JoJo is not emotionally ill, just troubled. There's a major difference. He'll likely make me crazy, yet there's a lot of hope for his own future.
Facbook has dredged up about a thousand regrets for me, as I've been in contact with so many folks from my past, so far in the past that I was childless at the time. They've all gone on to have exciting adventures, and I feel left in the dust a bit. Constrained mightily by the issues and challenges here, all of my own choice, I never ever want to imply that my life was forced upon me. I made every single decision and I made it all happen...therefore I will see it through to completion and remind myself that I was called...all this other stuff is illustrated temptations. Duh.
I am thrilled still, after all these years, to be a garden freak, to be obsessed and consumed by my soil, and my food production efforts. I know that the ills of society would've swept me up in some form or another, mainstream mall shopping and abject consumerism turns me off, I'd watched this video with utter fascination yesterday, our society is terminally ill, our wanton wastefulness is inexcusable. A great review by a Quaker preacher found here.
I'm telling ya, us complacent Christians can be the worst advertisements for God, maybe a strident one like me even more frightening, yet my soul calls out for problems to be solved somehow, for me to do what I can, wherever I can make a difference, in all the problems that I see on earth.
We Americans are throwing away about 100 million pounds of food each year while other folks are starving.
Do you really think we won't be held accountable on Judgement Day for this?
I think we will, and that behooves me to do something about it.
Here's the movie trailer, tell me it didn't stir something in you....

3 comments:
I am paying for you and Paloma.

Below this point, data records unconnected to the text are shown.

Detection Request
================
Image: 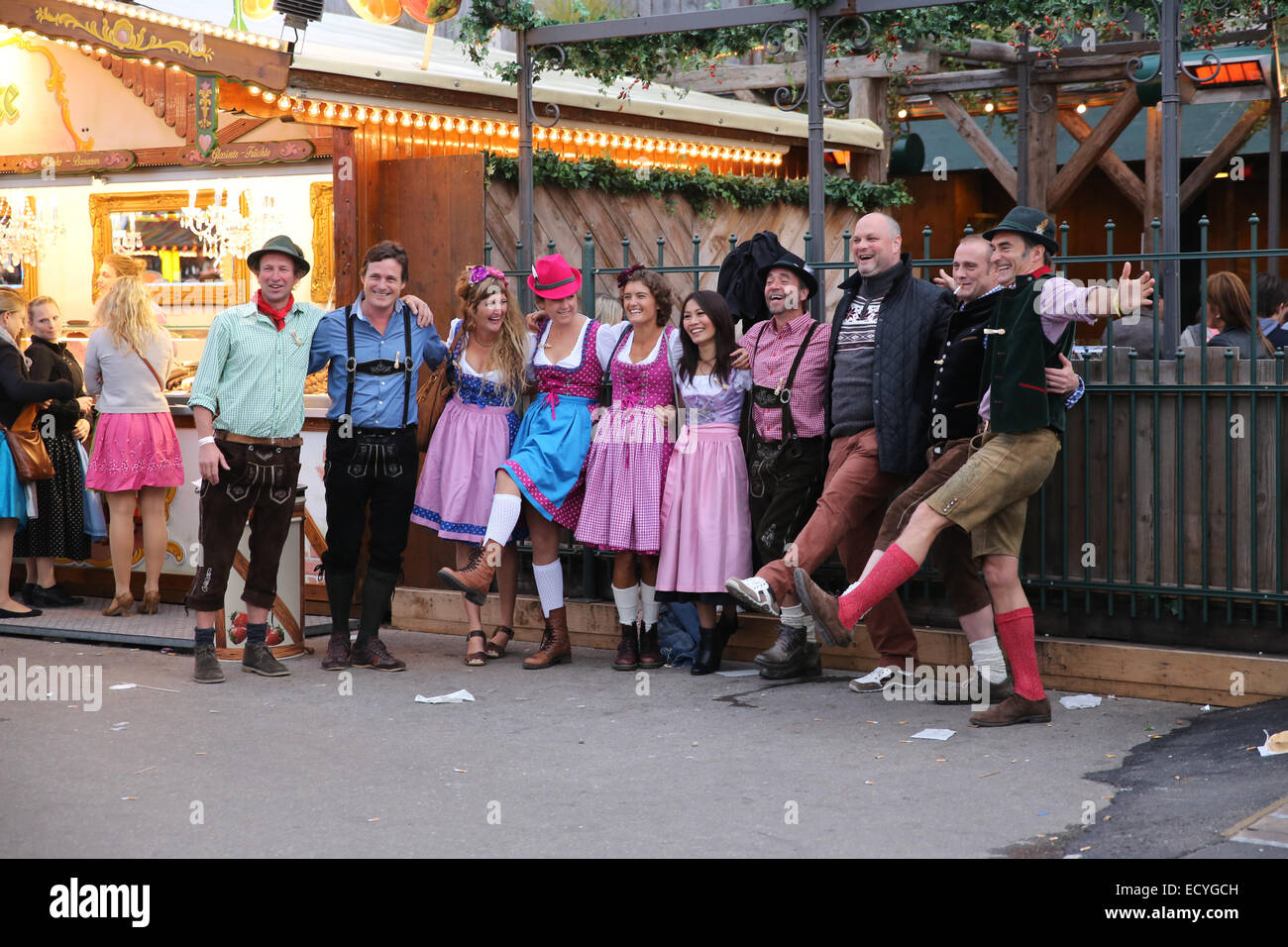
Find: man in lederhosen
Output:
[726,214,956,690]
[309,240,447,672]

Battered family syndrome is NOT good.
So...do you believe Paloma will get the hospitalization she NEEDS so badly? I ask because I have finally come to the realization that there is NO help for my (almost) 16 yo son unless he seriously injures someone outside of our family. We just received his latest psych. report and I just sat down and cried. After paragraph after paragraph describing his negative behaviors (reported by school records, psychiatrist records, my filling out tons of forms, and her own questioning of him and him agreeing that he does these negative things) the final two paragraphs sum it up entirely. One, we need to just give him more opportunities to do things for himself and he'll magically start showering, using soap/shampoo and changing his clothes - I guess we hadn't thought of that. Second, if WE did not focus so much on the negative and just accentuate the positive behaviors, he would behave better and better every day. Geez, I guess the next time he attacks three huge high school boys on the bus (because they dared to question why he wasn't sitting in his assigned seat), we should tell him we're so proud of him for only punching them instead of stabbing them. Or maybe when he's raging we should hand him a note that says, "smile and the world smiles with you" and just keep on cooking dinner? I told my husband that the mental health "professionals" in our town treat us like we were just having a bad day with our son and said, "Help us - we don't know how to parent - teach us because we can't figure out anything on our own!". I refuse to lie and pretend things are okay when they ask. They don't like that, apparently, since when I tell the truth I am labeled as "negative" and if I lie, then there is absolutely no hope of getting him the care he desperately needs. Well, I'm getting really sick of them simplifying everything as if I am the problem. I want help FOR him.
GB's Mom - Thank you for your prayers as truly that's all that will ever open any doors for us.
Lisa - I just don't know yet. YOU were who I was thinking about last night via the 20-20 show. Only folks who live with childhood mental illnesses can truly comprehend the depths of these diseases.